Freedom Life Planning

The Ultimate Guide to Financial Planning

Three Benefits of Starting to Invest Early

So you are young, broke and ready to start your career? Perfect! You are in the right place of your life to take the right path towards wealth. You have the best resources available to you, time and energy. It may be hard to believe it now, but if you take the right steps now, you have a very strong chance of being very successful in your finances and at building wealth throughout your life. In this article, I will go over the top 3 advantages to starting right away, as early as you can.

Compounded Returns

The thing about compounded investment returns is that the overall duration has the biggest impact on your results. Starting to save in your twenties will be significantly more effective then starting in your thirties. You will have an extra 10 years of compounding time to your advantage. This will allow you to either save less to reach the same objective, or save the same amount to have more wealth throughout your life. The graphs below show the growth of investing $6,000 per year at 8% return on investment annualized. This works out to $500 a month, an easily obtainable target for working young professionals.

As you can see, due to the exponential growth over time, the advantage of starting early is tremendous. Looking at the investment value at age 65, the 20 year old will have grown their wealth to $2.7 Million. The 30 year old will have $1.2 Million and the 40 year old will have $518,000. For each decade earlier that you start, you will have more than double the wealth. If your goal is not to build a huge investment by 65 but prefer to spend your money sooner in life, look at starting early as allowing you to get away with saving less. That will give you more spending money throughout your life.

Less Expenses

In addition to having the benefit of time, you also have less expenses early in life. You may be renting a small apartment instead of owning and maintaining a big house and no children yet. You may be tempted to spend that extra cash on more eating out and other luxury spending. However, setting a proper balance early on will allow you to maintain a better and continually improving standard of life later on. During your twenties, if you do not have any children yet, you can put aside a large portion of your salary towards investments. This may allow you to get away with hardly any savings during your thirties, when expenses of young children are highest. Keep in mind that savings during your twenties are worth more than double that of your thirties. Even in your 40s, as your advancing career will make saving a bit easier, you still have older children to take care of, and your savings would need to be around 5x as high to have an equivalent impact on your investments as savings from your twenties!

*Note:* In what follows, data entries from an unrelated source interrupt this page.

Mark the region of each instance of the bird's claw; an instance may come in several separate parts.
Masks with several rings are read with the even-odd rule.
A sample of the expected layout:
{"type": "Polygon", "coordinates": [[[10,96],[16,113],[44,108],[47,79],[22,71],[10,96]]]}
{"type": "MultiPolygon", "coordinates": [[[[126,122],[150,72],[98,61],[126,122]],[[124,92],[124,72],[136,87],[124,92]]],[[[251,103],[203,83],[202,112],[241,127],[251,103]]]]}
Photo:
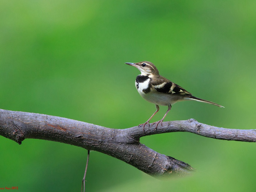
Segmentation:
{"type": "Polygon", "coordinates": [[[156,122],[154,122],[154,123],[152,123],[151,125],[153,125],[153,124],[156,124],[156,127],[154,129],[154,131],[156,130],[156,129],[157,129],[157,126],[158,126],[158,124],[159,124],[160,123],[161,123],[161,126],[163,127],[163,119],[161,119],[160,121],[157,121],[156,122]]]}
{"type": "Polygon", "coordinates": [[[146,126],[147,124],[148,124],[148,128],[150,127],[150,124],[149,124],[149,121],[147,121],[143,124],[140,124],[138,125],[138,127],[140,127],[142,125],[143,125],[143,132],[144,132],[145,131],[144,128],[145,127],[145,126],[146,126]]]}

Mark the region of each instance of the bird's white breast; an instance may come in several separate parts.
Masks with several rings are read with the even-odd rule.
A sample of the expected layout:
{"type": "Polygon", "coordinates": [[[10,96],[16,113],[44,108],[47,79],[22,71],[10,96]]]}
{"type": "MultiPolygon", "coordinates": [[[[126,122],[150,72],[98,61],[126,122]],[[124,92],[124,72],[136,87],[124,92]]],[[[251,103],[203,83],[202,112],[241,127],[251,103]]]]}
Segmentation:
{"type": "Polygon", "coordinates": [[[149,81],[150,81],[150,79],[148,78],[141,83],[137,83],[135,81],[135,86],[136,86],[139,93],[141,95],[141,94],[145,94],[143,92],[143,90],[144,89],[147,89],[148,88],[148,86],[149,86],[149,81]]]}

Building Good Habits Early on

The third benefit of starting to invest early on is that you start to build great habits towards efficient spending and investment management from a young age. The wealth of knowledge, discipline and experience that you will obtain will bring about positive habits throughout your life. By eliminating or avoiding wasteful spending early in life, you won’t feel the “need” to continue these patterns later on. As your wealth grows, you will spend it more wisely getting more happiness in return for you and your family.

Can you Catch up?

Some of you are probably reading this and may already be past your twenties and wondering, can I catch up if I didn’t start early? The answer is Yes, but it will be a challenge. It will require investing more of your savings and staying disciplined about it. I’ve updated the graph below to show what the curves look like for someone trying to recoup lost time in their thirties or forties by augmenting their savings rate.

For someone who is thirty, you will need to save $1,118 a month (or $13,418 a year) to catch up, by age 65, to the previous example above of saving $500 per month. For someone who is forty, you will need to save $2,616 a month (or $31,400 a year) to catch up. Also, keep in mind that with these increased saving rates, you will only catch up by age 65. Until then, the person who started earlier will be ahead, which really shows how advantageous it is to start saving early.

However, you can’t change the past, so whatever age you are, the time to start is now.